Esa misma noche, el rollo de cinta salió hacia València, y los directores de la Electrical Phonofilm decidieron que él mismo tenía que ir a la capital valenciana para presentar el invento. Dos días después, cogió el primer tren que le traería hasta el Mediterráneo.

El evento se organizó en el teatro Lírico, en el centro de la ciudad, en lo que se conoce hoy como el Passeig Russafa pero antes fue Pi i Margall. Los cines también fueron conocidos como los Trianon, construidos por Javier Goerlich y propiedad del Señor Porres. Allí mismo empezó Petersen la instalación del aparato proyector de voces.

A las 12:30 horas del 2 de mayo de 1926, los principales agentes sociales y culturales de la ciudad se dieron cita en estos cines para asistir a un evento sin precedentes. Tal como relata Guerra, "el teatro estaba de bote a bote. Autoridades, aristocracia y lo más distinguido de la sociedad valenciana se habían congregado allí para admirar el invento", recuerda.

Aplausos que interrumpieron la proyección

Entonces, se emitió la película grabada en Alemania. Allí estaba Armand Guerra, en una terraza de un soleado día alemán, dirigiéndose a un público español a viva voz, pero en una pantalla, con un discurso de varios minutos donde se dirigía a ellos y explicaba este nuevo experimento tecnológico; una presentación en toda regla de lo que estaba sucediendo, y explicaba que a partir de ese momento todo iba a cambiar: "La película, pues, ha cesado de ser muda, ya tiene voz. Y esta voz, transmitida aquí por medio de mi modesta actuación, espero hallará un eco favorable en el disintguido público que me escucha y me ve", decía en pantalla.

Además, allí mismo explicaba que el hecho de haber presentado el invento en València es debido a que, "como todo español, siento cierta predilección por mi patria chica, por la hermosa Valencia, perla del Mediterráneo".

Ese primer vídeo fue la presentación oficial del formato, pero le siguieron siete cintas más donde había música, ruidos, escenas callejeras, el paso de un tren en Copenhague, "y cada cual provocó estruendosas ovaciones y exclamaciones de júbilo entre el público", dice Guerra.

Fotogramas de las cintas que se proyectaron aquel 2 de mayo de 1926 en València.

Fotogramas de las cintas que se proyectaron aquel 2 de mayo de 1926 en València. / Francesc J. Hernández

Tal como señala Hernández, algunas de esas películas primigenias todavía se conservan en la filmoteca de Dinamarca.
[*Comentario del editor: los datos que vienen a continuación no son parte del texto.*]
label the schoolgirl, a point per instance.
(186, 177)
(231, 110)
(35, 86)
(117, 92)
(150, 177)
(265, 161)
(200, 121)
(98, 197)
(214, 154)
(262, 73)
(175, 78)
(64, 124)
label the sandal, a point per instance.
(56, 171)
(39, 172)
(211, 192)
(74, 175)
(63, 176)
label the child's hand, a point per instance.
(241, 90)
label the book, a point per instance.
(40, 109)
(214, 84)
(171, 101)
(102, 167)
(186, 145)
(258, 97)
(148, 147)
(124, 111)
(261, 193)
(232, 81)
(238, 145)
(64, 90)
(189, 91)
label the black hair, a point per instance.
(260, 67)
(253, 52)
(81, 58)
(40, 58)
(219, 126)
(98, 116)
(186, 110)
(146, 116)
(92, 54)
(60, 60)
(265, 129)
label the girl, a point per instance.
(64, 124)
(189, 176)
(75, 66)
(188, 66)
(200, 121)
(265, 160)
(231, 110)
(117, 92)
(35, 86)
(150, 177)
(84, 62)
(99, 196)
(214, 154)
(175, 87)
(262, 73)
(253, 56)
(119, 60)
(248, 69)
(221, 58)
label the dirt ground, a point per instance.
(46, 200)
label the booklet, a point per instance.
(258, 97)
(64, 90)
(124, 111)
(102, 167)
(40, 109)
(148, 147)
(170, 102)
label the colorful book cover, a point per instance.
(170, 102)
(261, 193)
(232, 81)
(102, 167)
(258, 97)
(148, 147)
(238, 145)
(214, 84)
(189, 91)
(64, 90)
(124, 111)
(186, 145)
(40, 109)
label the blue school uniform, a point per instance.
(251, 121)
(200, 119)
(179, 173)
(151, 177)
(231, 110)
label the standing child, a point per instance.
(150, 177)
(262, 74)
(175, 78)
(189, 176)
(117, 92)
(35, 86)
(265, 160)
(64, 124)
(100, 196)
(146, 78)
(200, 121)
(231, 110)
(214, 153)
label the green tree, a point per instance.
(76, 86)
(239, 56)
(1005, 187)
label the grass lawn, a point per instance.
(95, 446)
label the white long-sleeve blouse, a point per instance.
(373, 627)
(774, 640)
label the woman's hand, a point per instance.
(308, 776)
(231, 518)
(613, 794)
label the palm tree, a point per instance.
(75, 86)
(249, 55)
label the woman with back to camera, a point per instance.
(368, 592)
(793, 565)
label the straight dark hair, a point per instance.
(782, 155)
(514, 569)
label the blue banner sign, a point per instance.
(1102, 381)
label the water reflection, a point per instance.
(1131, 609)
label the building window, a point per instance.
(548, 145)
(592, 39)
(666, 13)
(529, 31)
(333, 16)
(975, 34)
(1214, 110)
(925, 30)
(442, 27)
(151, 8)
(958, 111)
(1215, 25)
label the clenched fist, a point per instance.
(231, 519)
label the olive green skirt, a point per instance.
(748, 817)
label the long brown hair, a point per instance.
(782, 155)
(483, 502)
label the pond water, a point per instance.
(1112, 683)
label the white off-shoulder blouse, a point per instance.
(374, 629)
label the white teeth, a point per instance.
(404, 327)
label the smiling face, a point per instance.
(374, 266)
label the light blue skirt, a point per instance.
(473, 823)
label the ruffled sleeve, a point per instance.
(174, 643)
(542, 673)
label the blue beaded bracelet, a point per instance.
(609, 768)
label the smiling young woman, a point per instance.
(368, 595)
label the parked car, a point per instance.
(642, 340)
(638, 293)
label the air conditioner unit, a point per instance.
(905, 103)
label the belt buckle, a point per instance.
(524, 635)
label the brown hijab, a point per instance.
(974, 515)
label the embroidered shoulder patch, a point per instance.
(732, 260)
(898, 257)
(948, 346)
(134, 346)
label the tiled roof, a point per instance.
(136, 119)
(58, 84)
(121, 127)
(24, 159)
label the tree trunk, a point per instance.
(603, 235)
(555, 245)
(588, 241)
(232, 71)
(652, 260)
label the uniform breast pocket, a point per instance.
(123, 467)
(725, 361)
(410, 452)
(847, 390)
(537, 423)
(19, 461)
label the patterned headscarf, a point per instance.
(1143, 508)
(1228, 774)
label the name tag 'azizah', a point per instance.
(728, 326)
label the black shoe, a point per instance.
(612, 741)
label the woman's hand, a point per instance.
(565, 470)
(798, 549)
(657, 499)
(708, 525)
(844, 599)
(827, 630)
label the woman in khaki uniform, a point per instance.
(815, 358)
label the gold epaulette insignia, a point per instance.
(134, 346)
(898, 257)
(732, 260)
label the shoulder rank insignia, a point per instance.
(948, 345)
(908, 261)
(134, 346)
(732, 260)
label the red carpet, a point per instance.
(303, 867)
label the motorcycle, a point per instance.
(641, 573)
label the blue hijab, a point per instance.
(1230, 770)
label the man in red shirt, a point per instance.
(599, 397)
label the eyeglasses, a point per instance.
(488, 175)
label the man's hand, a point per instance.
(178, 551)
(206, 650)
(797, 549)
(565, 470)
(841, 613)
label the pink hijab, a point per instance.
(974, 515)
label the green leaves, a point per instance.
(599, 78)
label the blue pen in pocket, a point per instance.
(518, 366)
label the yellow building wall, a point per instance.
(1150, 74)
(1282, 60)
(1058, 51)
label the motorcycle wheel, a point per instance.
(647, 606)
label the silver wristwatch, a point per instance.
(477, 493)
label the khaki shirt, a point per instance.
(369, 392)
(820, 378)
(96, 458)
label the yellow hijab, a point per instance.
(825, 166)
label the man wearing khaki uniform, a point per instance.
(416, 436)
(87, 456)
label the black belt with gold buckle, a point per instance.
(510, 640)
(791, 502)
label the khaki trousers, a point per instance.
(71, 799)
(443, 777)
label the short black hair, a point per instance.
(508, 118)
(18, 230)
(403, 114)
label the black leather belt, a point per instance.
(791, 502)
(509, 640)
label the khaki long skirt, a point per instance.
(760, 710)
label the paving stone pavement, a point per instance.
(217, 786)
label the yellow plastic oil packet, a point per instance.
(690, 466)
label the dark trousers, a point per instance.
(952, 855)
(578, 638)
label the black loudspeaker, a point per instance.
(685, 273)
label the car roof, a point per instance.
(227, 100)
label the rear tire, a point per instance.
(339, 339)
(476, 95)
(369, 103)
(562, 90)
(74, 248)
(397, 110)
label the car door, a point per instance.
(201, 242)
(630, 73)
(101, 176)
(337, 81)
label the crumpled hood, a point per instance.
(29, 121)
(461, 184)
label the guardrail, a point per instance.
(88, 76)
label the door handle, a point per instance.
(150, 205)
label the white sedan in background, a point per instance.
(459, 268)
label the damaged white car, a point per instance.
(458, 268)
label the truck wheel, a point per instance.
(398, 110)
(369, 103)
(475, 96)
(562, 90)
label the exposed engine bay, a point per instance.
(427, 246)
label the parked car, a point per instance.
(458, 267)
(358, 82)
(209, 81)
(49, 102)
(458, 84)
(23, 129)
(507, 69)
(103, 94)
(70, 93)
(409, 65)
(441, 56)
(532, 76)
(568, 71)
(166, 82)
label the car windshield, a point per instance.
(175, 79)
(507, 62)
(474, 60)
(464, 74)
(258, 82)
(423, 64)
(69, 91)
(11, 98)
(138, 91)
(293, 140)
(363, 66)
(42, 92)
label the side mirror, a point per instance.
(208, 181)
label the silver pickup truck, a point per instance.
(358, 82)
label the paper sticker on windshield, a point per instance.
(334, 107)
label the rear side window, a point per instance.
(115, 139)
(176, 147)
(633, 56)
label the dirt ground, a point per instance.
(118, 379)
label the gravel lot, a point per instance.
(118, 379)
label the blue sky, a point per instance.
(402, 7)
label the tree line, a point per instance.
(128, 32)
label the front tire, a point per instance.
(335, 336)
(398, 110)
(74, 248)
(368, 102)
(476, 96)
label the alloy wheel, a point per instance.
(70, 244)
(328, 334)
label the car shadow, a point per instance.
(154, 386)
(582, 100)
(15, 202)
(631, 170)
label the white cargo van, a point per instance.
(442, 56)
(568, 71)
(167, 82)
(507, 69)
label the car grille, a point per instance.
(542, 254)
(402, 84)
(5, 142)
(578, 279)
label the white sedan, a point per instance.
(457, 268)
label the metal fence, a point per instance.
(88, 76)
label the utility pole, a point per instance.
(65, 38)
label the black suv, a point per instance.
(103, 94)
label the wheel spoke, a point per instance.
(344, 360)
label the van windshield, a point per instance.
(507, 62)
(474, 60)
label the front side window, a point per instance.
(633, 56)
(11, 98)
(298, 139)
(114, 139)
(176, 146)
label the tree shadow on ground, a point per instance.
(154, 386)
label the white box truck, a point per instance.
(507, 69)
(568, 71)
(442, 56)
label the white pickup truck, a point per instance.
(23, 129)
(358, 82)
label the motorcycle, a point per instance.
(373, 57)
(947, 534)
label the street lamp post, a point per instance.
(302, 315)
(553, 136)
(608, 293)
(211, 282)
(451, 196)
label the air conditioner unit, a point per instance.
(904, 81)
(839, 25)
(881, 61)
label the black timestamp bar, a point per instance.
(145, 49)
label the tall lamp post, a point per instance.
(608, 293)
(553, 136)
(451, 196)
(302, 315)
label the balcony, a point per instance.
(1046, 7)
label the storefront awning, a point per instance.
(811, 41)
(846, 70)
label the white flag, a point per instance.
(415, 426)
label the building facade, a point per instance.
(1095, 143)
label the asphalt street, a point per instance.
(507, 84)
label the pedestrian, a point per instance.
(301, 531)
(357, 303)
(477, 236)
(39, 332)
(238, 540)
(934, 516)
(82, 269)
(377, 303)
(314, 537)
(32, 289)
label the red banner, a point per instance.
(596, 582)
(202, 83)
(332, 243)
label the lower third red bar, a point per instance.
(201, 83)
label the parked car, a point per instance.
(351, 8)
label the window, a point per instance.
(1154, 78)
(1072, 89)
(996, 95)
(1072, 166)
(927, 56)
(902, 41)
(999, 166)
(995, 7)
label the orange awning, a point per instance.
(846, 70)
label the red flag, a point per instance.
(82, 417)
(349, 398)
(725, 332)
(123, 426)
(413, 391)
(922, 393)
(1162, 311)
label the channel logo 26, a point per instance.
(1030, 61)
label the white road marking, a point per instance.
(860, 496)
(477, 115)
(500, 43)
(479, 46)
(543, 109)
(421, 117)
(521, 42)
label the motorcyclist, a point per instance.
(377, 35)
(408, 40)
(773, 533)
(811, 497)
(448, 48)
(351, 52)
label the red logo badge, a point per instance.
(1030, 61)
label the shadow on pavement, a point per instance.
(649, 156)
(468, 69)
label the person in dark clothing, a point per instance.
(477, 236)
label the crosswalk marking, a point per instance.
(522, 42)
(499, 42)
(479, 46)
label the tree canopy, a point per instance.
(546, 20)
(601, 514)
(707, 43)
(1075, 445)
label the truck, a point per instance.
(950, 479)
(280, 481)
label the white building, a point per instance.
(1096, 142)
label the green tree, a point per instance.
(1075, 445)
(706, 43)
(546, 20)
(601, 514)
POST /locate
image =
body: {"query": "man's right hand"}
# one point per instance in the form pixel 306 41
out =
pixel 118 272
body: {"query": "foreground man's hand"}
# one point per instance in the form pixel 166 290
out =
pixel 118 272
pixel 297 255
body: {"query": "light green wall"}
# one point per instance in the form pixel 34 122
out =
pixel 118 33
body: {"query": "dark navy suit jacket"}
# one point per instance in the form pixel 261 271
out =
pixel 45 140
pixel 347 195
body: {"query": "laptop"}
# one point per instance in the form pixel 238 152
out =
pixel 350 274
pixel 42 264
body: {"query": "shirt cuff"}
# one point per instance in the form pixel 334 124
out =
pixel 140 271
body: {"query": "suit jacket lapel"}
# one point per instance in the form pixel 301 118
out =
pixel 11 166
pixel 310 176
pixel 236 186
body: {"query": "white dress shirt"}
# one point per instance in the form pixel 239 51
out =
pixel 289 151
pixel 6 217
La presentación en València tenía un fin: buscar inversores para crear una nueva empresa cinematográfica que finalmente fue monopolizada por Estados Unidos. "Pero ahí queda para la historia: Armand Guerra fue la primera persona en hablar en una pantalla", dice Hernández.

Un siglo después, aquel mediodía en el Teatro Lírico resuena como algo más que una anécdota, ya que la historia del cine también está escrita desde los márgenes de las grandes epopeyas. Armand Guerra anticipó una revolución tecnológica y entendió, antes que muchos, el poder del cine como lengua universal donde no había fronteras. Su hazaña, eclipsada por la posterior hegemonía de la industria norteamericana, regresa hoy a la primera línea como un acto de justicia histórica y como un recuerdo de que en aquella València de 1926, el cine dejó de ser mudo mucho antes de que el mundo se hubiera preparado para escucharlo.